I was under attack yesterday...and without a sword or a shield.
The day started well enough. But as I became engrossed in things focusing on myself, my mood became darker, my patience thinner, my outlook bleaker. Though I'm sure that I've been guilty through the years of most of the 7 deadlies at one time or another, my most grievous has been that of "pride...the sin from which all others arise." Yesterday, on the phone with technical web support services, my pride reared his hideous head and attacked the operator, engaging me in self-righteousness and taking charge for the rest of my day. Boy, is he a meanie!
By the 2nd reading at the 12:30 church service, I was fully aware that I was not in control. I actually looked ahead in the missal to the Gospel reading and (I can't believe I'm admitting this publicly) thought to myself, "Oh, hallelujah, it's a short one! I just can't absorb any of this right now." Yikes!! After that thought, I felt the temptation of the ugly one. Was I imagining this dark turn? I wondered if I was over-exaggerating in my assumptions as I sometimes do. Then the Gospel reading from Mark 1 began:
"The Spirit drove Jesus out into the desert, and He remained in the desert for 40 days, tempted by Satan."
Now, believe me, I'm not at all likening myself to Jesus, except to note that Jesus, in His humanity, was faced with every temptation we are. The attack is real, a true threat, and we are all in it's path.

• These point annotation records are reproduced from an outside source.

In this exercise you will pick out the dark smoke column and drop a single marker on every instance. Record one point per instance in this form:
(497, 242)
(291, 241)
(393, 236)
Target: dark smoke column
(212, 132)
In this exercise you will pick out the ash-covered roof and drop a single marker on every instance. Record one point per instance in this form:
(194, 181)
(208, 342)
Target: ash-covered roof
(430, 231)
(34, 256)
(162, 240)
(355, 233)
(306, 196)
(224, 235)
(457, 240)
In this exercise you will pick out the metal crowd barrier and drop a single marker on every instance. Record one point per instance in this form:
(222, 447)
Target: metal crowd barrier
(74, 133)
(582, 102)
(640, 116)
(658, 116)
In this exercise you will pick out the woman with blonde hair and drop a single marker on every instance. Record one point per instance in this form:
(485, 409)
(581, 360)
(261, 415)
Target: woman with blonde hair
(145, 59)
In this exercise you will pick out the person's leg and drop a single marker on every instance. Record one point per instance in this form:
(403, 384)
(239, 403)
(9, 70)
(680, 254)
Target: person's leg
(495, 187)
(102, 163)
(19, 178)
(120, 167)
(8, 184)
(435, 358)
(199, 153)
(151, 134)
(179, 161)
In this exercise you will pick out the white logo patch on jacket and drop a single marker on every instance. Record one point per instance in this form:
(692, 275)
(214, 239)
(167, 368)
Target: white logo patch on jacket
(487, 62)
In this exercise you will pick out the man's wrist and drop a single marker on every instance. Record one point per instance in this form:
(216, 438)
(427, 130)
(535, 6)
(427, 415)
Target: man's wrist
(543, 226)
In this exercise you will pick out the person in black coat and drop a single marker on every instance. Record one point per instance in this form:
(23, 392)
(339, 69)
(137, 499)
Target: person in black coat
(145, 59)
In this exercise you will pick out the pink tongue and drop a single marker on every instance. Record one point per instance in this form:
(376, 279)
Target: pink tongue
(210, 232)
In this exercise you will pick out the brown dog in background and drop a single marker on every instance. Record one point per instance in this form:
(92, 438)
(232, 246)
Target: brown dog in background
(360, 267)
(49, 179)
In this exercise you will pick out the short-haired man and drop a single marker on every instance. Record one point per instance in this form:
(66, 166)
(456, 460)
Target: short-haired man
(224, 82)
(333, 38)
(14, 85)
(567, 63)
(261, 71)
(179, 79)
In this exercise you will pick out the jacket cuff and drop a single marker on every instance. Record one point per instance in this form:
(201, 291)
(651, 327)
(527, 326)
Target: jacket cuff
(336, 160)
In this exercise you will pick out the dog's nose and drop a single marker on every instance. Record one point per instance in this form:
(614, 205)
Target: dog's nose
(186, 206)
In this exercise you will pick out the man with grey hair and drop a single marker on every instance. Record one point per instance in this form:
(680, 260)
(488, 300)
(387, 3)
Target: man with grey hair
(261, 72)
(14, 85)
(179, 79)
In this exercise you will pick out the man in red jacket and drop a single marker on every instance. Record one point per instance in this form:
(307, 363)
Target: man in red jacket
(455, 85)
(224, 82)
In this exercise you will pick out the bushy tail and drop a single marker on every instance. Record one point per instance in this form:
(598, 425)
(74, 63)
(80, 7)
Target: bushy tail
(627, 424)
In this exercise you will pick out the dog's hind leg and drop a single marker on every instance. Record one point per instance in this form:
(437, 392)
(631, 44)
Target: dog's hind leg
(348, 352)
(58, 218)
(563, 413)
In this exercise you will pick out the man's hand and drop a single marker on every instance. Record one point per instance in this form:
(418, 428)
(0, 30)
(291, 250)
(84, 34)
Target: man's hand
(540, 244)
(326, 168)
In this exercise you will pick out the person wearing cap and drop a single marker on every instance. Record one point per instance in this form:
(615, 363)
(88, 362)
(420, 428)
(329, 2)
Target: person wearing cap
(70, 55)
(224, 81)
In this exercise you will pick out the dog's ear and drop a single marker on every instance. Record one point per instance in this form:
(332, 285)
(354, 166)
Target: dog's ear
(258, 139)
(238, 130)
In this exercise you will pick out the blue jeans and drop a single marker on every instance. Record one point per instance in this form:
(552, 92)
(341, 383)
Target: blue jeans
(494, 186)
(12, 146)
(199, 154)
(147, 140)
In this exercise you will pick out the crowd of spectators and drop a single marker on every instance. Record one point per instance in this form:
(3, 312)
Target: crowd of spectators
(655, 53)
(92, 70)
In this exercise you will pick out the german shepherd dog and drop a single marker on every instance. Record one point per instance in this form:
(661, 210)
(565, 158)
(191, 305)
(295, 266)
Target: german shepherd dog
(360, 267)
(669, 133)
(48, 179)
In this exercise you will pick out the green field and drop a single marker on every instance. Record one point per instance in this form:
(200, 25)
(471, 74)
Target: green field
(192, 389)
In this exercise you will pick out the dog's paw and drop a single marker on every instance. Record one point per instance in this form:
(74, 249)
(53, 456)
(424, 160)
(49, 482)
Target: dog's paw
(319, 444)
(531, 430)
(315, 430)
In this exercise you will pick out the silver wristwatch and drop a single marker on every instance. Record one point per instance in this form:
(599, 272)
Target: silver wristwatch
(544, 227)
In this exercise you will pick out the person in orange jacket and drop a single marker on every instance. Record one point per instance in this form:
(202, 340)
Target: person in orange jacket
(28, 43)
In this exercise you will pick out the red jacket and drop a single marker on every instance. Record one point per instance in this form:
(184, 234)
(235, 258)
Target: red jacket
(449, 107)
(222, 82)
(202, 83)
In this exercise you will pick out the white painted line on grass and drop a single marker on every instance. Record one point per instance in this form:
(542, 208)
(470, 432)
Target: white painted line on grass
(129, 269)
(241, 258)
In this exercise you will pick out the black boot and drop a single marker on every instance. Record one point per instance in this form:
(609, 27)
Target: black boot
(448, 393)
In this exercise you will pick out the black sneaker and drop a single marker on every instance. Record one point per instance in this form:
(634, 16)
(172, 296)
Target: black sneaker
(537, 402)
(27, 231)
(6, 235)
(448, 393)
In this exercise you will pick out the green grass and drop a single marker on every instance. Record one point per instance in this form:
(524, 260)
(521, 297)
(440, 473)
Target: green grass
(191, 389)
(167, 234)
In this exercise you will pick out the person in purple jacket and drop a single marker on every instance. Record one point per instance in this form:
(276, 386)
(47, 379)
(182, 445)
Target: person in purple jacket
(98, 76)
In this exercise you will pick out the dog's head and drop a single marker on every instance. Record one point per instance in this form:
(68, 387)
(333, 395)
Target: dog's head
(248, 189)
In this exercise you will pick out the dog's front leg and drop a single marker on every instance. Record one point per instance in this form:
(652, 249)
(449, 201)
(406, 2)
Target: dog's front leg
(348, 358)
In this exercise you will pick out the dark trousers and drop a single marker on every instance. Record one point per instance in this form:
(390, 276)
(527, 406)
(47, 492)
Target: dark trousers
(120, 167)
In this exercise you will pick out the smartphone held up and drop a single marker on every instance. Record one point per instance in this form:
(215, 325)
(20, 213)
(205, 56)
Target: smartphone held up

I wish could handle it as well as He who walked before me, and with the grace He consistently showed.
I also wish I could say that after that message, my day radically changed as did my attitude. But sadly, I was too far gone in the throws of anger and discontent. I gave up for the first time in a long time. Luckily for me, today was a new day.
My devotional appropriately read: "Keep your eyes on Me! Waves of adversity are washing over you, and you feel tempted to give up...I am fully aware of your situation, and I will not allow you to be tempted beyond what you are able to bear."
Oh, thank you, Jesus, for understanding my humanity...my weaknesses...my need for reassurance. Just as you worked hard for me these two days, coaxing me back to You, so will I work hard to remain with You in smooth times - and in temptation.